Mirja ergriff seine Hand und drückte sie zärtlich. „Poet und Träumer und jetzt auch noch ein Radikaler. Eine interessante Mischung.“
„Es ist schlimm mit mir, ich weiß.“ Er erwartete keine Antwort, sondern sprach einen plötzlichen Gedanken aus: „Diese Kälte … Vielleicht haben sie den Winter aus ganz anderen Gründen so bald kommen lassen. Nicht wegen der Produzenten, nicht wegen der Wirtschaftssanktionierung, sondern wegen der bevorstehenden Demonstrationen.
Wenn sie diesen Teil des Waldes abholzen, dann wird es – wie du gesagt hast – Ärger geben, ganz bestimmt.
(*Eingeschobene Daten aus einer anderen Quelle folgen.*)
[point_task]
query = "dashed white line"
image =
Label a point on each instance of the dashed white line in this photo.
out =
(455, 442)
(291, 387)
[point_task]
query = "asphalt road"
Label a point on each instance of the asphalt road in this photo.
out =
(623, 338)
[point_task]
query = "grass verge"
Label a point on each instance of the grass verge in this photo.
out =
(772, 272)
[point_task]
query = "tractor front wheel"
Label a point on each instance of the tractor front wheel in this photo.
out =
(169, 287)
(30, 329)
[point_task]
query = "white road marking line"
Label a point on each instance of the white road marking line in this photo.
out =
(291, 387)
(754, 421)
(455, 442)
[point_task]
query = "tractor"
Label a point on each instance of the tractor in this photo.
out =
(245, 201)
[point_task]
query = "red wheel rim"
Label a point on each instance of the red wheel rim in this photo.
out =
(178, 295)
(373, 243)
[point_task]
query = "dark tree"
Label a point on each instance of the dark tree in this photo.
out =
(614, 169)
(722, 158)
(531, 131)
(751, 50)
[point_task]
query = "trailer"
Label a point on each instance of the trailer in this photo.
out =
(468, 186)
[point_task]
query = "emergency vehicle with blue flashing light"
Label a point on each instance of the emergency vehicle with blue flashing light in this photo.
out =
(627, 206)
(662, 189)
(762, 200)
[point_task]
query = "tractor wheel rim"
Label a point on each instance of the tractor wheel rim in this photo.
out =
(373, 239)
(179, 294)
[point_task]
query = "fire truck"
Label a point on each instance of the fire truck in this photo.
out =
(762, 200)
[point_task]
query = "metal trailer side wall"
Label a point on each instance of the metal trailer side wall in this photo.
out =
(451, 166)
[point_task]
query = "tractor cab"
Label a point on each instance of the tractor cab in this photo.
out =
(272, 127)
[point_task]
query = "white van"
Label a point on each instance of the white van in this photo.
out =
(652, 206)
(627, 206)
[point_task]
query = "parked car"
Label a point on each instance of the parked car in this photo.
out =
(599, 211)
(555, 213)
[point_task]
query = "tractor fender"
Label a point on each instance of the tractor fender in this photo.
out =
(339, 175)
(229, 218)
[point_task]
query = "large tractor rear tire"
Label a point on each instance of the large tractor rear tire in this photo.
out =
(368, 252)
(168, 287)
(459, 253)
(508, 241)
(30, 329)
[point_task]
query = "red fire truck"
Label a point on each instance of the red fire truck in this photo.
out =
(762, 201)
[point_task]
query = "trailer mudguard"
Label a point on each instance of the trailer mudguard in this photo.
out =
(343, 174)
Sogar ohne unseren Provokations-Spaziergang hier. Die Leute lassen sich das nicht gefallen. Man kann die Natur nicht durch Hartplastikbäume ersetzen.“
Die Kälte einsetzen, um die Demonstranten zu Hause zu halten. Der Gedanke setzte sich in seinem Bewußtsein fest.
Mirja sagte: „Sie haben Bakterien gegen Menschen eingesetzt, Atombomben und Neutronenbomben. Weshalb sollten sie davor zurückschrecken, das Wetter für sich zu nutzen? Sie haben die Macht dazu, es gibt eine logische Begründung dafür, es zu tun, also tun sie es.“ Sie hatte offenbar noch nicht daran gedacht, und jetzt ließen sie der Schrecken und der Zorn eisig kalt werden.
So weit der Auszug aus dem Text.